Building a Weatherproof Housing

for the FMV1 Microphone (Page 2)

by Matt M.

The next two pictures show how the housing should look after the cup has been glued to the funnel and the funnel hole has been filled up with glue. Notice that the battery wire and antenna wire are still hanging loose. Notice also how the scotch tape is still covering the heat shrink tube openings.

The picture bellow shows the funnel after it has been partly filled with melted candle wax and the wax allowed to harden. The funnel has to be filled to a point just below the ceramic tuning pot, so the tuning pot is not submerged in the melted wax.

The picture below shows the result of several different steps :

The first step is to hot glue a patch of microphone windscreen foam (available at Radio Shack) over the mic head after the protective section of the heat shrink tubing has been cut off to a point just above the mic felt.

A 9-volt battery holder clip (availble at Radio Shack) is afixed to the inside wall of the funnel. A 9-volt alkaline battery is inserted into the battery holder, and 9-volt connector pad is connected to the power leads of the battery.

A small hole is made in the funnel wall just big enough to allow a one inch bolt to be inserted. The antenna wire is connected to bolt, and hot glue is used to cover the head of the bolt to prevent water from corroding the antenna wire

The next two pictures show the outside wall of the funnel with the antenna bolt protruding out of it. In the first picture an aligator clip is clamped onto the bolt. The aligator clip is connected to piece of mesh wire of the type used to hang a painting on a wall. The mesh wire is about three feet long and serves an extension for the short antenna wire that comes with the mic kit. I prefer this type of mesh wire as an antenna because of its great strength and flexibility. 

The second picture shows the antenna bolt without the aligator clip attached. You can also see the 9-volt battery held in place by the clip.

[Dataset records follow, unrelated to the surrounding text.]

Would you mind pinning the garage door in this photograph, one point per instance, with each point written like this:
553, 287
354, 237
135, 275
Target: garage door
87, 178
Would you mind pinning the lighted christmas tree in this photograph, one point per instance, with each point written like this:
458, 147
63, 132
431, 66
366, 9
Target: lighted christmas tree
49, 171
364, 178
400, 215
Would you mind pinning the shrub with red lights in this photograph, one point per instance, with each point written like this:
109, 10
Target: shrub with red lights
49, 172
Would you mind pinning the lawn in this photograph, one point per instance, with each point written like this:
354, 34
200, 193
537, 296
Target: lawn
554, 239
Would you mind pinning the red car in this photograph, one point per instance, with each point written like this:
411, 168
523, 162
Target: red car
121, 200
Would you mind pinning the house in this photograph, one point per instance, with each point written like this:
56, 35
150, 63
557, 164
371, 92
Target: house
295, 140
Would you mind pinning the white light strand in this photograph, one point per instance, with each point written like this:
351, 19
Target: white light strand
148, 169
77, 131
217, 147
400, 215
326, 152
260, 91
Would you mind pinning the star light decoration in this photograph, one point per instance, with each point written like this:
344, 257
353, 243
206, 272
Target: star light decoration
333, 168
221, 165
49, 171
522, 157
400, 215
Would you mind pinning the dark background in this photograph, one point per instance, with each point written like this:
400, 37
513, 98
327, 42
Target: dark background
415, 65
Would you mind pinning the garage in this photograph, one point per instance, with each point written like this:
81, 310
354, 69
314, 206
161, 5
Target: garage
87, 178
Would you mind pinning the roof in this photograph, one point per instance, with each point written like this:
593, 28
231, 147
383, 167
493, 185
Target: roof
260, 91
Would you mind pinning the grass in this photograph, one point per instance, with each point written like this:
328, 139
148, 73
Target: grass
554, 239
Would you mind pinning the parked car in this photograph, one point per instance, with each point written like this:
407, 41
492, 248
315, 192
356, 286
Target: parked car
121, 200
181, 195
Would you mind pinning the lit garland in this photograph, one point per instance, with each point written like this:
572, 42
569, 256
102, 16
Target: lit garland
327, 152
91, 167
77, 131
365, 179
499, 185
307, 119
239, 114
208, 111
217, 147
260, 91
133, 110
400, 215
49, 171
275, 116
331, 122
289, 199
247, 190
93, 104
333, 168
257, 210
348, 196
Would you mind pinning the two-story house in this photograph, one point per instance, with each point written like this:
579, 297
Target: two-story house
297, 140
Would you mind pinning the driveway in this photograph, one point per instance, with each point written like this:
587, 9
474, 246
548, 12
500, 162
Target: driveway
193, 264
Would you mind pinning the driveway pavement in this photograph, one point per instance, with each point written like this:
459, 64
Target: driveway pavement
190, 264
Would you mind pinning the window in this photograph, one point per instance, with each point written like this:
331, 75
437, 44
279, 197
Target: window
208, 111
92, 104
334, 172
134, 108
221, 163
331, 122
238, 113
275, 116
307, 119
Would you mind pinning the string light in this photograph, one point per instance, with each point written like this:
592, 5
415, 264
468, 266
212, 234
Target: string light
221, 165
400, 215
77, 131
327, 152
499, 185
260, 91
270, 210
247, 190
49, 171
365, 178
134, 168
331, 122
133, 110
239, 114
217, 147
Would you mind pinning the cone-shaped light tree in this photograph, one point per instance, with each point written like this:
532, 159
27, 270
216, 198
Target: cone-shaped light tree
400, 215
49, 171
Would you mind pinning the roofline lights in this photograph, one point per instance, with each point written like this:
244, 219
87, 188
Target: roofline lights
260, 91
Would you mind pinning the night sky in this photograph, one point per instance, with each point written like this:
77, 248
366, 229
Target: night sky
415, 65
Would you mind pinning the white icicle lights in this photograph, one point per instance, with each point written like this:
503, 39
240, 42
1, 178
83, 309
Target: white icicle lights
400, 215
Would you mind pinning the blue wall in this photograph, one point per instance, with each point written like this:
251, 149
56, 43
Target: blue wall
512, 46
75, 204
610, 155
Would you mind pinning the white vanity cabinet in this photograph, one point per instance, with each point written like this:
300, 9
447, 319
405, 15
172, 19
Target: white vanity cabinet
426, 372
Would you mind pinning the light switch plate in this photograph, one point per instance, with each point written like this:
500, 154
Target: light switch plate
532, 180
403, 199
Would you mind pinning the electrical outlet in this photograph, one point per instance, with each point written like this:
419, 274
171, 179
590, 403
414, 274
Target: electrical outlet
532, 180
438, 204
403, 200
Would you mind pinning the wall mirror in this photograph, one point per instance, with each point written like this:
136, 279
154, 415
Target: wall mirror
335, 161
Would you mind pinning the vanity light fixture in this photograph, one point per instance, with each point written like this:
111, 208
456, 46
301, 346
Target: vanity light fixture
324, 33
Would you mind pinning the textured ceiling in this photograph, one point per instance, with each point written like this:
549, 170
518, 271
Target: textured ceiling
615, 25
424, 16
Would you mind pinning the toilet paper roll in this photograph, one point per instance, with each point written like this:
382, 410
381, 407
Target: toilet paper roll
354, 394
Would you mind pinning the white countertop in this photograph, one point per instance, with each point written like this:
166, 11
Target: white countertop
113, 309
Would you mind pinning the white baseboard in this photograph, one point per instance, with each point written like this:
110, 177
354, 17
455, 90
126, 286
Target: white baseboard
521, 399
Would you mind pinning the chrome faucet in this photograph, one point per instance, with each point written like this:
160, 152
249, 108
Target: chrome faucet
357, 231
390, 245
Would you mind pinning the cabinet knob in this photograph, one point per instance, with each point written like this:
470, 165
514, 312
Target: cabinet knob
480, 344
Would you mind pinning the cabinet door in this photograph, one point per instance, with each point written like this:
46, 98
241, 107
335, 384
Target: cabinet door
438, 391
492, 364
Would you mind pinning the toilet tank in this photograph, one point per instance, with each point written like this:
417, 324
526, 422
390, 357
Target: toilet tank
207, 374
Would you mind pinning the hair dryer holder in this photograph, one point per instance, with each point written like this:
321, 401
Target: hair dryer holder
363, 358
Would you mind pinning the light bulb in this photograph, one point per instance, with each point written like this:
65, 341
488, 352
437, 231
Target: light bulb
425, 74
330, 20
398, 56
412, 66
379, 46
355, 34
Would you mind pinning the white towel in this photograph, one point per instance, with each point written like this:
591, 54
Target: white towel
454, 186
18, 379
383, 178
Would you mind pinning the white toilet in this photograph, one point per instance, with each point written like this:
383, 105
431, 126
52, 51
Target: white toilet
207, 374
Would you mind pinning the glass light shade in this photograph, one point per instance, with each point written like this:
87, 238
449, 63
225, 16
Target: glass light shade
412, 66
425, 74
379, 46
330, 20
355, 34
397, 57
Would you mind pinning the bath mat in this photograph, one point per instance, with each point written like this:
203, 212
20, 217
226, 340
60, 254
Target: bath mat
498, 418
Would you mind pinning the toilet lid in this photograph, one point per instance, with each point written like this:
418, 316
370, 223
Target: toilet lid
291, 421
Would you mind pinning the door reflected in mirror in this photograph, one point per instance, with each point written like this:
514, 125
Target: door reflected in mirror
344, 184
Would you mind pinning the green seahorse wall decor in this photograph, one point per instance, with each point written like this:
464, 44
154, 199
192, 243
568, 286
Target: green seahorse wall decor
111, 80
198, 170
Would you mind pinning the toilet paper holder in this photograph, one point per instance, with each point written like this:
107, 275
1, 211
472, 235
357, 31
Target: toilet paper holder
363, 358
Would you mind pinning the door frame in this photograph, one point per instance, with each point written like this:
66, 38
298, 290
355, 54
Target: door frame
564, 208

The last few steps involve camoflauging the housing. The following too pictures show my own camoflauge concept. You may think up something different, and the environment may require something different. The outside of the housing is covered with treebark pattern duct tape. I had trouble finding more of this stuff in Ohio. Every hunting store and outfitters said it wasn't made anymore. All I could find was camo "no-mar" gun tape, which is made of paper and falls off the housing when exposed to weather. The real cloth duct tape is fantastic stuff. When I couldn't more of this tape in Ohio, I resorted to pulling strips off some other gear to put on the mic housing. That used tape is STILL on the mic today ...

The black stuff you see on the under belly of the housing is some gunk called "Liquid Tape." It's used like electrician's tape but applied with a brush like liquid paper. On the second mic I built I used black candle wax, which removed the necessity for Liquid Tape.